Ibrahim Traoré, chef de l’État du Burkina Faso, a évoqué à la télévision nationale « plus de mille ans » d’esclavage lié aux conquêtes arabes en Afrique. Ces propos, restés discrets dans les médias occidentaux, ont provoqué de vives réactions dans le monde arabe, en particulier en Mauritanie. Ils rouvrent un chapitre mémoriel longtemps occulté.
Le capitaine Ibrahim Traoré, à la tête du Burkina Faso depuis 2022, a abordé la question de la traite arabo-musulmane lors d’une intervention à la télévision burkinabè, le jeudi 16 juillet 2026.
Il a fait référence à plus de mille ans d’esclavage pratiqué dans le cadre des conquêtes arabes, selon l’article publié par 21news. L’écrivain Kamel Daoud, cité par le média, y voit la levée de l’un des tabous les mieux gardés des récits décoloniaux.

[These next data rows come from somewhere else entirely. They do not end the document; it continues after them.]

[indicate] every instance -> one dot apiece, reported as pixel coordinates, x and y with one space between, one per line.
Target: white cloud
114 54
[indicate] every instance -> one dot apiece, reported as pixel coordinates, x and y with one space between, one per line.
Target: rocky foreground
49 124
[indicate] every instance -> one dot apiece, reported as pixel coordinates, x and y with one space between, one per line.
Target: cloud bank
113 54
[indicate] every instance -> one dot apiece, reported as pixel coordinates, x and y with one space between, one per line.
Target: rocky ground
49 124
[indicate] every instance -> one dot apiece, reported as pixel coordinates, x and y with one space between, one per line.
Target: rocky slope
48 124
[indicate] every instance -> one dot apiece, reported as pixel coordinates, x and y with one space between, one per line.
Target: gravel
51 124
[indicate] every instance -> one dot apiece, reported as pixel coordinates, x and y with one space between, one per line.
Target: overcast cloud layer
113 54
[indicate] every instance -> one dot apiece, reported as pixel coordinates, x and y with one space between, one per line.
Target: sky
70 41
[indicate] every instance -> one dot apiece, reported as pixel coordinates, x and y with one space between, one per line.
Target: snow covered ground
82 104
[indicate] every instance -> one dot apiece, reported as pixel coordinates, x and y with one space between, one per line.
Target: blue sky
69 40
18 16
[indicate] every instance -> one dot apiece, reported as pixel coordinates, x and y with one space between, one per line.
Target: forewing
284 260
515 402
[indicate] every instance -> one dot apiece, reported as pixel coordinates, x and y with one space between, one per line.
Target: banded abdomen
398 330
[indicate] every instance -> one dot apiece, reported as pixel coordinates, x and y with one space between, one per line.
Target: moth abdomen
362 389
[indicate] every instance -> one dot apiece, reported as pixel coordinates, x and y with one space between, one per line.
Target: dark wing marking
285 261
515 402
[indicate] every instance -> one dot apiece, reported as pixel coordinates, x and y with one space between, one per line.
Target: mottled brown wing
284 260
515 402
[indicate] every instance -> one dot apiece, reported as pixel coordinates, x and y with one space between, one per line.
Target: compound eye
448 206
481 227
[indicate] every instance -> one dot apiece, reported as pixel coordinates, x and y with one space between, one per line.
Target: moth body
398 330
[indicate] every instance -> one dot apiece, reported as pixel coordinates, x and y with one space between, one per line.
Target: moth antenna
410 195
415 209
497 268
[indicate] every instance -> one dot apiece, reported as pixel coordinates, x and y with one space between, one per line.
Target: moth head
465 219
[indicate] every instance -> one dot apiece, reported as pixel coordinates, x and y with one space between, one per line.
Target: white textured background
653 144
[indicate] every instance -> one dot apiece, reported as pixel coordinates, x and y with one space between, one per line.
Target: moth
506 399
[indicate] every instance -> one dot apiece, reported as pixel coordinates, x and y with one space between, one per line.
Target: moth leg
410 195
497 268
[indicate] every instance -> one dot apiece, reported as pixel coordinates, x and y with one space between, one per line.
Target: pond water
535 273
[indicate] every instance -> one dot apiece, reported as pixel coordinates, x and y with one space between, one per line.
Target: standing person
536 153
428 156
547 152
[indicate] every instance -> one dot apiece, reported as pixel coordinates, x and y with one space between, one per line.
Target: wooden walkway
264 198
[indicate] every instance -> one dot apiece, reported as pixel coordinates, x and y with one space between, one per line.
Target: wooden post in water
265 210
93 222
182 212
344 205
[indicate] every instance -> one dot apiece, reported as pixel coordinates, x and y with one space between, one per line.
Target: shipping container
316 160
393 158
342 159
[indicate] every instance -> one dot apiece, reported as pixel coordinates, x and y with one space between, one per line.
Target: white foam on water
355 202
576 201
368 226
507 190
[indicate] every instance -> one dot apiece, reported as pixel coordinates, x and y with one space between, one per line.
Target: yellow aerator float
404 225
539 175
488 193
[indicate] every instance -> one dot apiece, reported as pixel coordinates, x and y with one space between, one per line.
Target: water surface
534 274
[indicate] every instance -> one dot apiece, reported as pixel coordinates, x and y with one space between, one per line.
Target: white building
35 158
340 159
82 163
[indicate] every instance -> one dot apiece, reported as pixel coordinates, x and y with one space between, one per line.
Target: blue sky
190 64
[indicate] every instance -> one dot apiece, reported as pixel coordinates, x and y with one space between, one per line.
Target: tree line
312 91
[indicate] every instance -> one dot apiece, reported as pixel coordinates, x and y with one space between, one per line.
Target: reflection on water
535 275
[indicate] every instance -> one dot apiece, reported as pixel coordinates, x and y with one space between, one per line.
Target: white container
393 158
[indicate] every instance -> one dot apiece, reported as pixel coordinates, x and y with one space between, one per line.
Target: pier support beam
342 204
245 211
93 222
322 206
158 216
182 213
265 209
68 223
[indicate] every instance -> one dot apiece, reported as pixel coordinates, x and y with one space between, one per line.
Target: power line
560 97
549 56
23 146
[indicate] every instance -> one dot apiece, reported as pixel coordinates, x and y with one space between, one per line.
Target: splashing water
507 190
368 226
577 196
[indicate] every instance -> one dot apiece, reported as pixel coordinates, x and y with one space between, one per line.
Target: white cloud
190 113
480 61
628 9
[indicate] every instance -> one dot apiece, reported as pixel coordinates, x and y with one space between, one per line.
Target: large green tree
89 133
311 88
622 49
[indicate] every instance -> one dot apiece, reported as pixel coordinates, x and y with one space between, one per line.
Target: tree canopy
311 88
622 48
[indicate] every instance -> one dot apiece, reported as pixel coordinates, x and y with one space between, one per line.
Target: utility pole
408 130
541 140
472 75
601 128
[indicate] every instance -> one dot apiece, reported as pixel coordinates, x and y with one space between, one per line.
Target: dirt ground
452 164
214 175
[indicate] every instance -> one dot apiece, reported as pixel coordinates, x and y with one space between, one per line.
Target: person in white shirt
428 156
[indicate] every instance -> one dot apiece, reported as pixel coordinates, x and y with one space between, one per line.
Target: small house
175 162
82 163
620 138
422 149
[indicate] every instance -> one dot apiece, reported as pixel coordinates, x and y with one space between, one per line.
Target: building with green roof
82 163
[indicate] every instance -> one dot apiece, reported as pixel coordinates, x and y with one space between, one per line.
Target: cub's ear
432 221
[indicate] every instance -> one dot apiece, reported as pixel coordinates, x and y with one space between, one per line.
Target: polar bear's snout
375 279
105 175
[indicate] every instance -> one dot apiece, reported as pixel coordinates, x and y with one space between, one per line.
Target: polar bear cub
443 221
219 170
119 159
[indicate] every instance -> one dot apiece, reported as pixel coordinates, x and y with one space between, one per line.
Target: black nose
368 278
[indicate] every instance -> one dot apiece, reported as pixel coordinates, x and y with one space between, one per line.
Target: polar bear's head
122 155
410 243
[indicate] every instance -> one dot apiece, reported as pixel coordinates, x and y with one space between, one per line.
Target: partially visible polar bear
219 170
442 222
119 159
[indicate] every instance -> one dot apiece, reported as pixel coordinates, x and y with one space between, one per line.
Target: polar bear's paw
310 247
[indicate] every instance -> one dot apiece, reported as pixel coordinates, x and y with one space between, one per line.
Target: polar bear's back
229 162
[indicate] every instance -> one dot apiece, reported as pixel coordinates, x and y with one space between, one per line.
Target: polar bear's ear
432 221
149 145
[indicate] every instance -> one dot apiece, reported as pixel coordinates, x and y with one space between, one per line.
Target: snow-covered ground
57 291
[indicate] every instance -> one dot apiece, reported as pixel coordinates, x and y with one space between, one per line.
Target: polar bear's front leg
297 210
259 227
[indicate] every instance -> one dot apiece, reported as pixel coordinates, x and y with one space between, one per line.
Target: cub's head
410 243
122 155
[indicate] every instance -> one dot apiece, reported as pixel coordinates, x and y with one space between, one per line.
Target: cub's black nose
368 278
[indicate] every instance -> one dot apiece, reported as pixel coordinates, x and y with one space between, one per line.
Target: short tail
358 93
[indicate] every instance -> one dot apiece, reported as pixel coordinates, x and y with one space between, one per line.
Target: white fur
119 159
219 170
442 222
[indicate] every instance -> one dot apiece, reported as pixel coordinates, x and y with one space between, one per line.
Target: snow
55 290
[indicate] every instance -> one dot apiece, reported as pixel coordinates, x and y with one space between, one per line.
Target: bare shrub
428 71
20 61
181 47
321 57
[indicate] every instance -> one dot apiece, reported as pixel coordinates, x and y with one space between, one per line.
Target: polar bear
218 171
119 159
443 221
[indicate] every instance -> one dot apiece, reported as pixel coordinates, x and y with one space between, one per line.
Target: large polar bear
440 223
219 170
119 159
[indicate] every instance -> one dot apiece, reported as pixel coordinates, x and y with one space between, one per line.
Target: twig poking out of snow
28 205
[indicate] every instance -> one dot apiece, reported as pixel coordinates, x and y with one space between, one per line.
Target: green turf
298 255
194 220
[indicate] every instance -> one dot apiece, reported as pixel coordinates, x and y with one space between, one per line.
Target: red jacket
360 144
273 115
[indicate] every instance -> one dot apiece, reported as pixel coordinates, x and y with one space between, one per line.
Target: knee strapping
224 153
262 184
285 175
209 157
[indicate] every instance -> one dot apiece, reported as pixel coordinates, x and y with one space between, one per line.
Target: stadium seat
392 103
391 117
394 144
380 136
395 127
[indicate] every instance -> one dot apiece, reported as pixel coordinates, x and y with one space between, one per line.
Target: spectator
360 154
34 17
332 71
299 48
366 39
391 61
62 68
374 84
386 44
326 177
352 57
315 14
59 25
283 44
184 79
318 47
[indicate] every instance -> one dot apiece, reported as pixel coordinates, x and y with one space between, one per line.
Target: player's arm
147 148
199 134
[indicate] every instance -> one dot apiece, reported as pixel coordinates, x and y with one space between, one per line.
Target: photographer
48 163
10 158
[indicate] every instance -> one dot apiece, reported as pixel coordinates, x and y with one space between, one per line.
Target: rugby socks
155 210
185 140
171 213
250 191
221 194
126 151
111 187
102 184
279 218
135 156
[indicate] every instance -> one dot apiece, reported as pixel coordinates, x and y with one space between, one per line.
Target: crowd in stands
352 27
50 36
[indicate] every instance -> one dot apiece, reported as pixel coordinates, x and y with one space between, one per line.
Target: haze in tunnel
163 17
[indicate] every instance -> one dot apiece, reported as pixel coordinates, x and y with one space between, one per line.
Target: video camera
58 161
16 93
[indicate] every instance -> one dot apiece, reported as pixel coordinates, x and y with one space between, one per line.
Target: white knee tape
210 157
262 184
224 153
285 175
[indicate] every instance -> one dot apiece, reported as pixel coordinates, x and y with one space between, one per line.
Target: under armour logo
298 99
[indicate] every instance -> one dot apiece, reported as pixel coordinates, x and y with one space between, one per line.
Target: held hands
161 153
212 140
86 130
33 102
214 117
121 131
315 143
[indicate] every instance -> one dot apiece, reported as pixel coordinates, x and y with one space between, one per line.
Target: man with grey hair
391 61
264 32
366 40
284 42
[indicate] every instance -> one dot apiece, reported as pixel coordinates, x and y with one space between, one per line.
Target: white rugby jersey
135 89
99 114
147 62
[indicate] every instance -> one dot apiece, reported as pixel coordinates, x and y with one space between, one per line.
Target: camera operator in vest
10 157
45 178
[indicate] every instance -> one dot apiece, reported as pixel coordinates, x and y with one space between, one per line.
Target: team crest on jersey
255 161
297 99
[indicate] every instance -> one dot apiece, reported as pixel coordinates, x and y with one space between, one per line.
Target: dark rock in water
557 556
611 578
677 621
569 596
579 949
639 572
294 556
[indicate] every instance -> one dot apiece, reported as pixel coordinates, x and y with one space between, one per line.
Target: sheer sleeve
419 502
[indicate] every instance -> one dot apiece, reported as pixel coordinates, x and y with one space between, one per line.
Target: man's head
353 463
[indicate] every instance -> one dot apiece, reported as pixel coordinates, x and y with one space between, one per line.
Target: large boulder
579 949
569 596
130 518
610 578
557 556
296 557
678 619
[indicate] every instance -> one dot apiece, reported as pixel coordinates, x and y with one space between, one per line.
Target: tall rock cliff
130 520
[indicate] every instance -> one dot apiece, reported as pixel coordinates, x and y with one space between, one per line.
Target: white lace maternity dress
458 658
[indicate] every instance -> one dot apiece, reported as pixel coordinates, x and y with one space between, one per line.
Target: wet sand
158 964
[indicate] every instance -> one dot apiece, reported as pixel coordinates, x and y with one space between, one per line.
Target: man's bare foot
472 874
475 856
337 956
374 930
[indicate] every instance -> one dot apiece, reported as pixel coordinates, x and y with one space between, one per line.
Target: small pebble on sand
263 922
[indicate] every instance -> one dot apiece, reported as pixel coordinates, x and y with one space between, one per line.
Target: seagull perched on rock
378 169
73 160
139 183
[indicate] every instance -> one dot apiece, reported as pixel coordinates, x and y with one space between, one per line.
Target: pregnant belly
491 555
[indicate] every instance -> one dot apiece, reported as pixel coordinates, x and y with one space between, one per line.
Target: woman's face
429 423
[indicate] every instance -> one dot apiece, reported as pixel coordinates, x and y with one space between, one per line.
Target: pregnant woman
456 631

Ces déclarations ont suscité peu d’écho dans la presse occidentale, mais de fortes réactions dans plusieurs pays arabes, la Mauritanie étant particulièrement visée dans les débats. Le sujet reste sensible sur un continent où la mémoire de l’esclavage est le plus souvent associée à la traite transatlantique et à la colonisation européenne.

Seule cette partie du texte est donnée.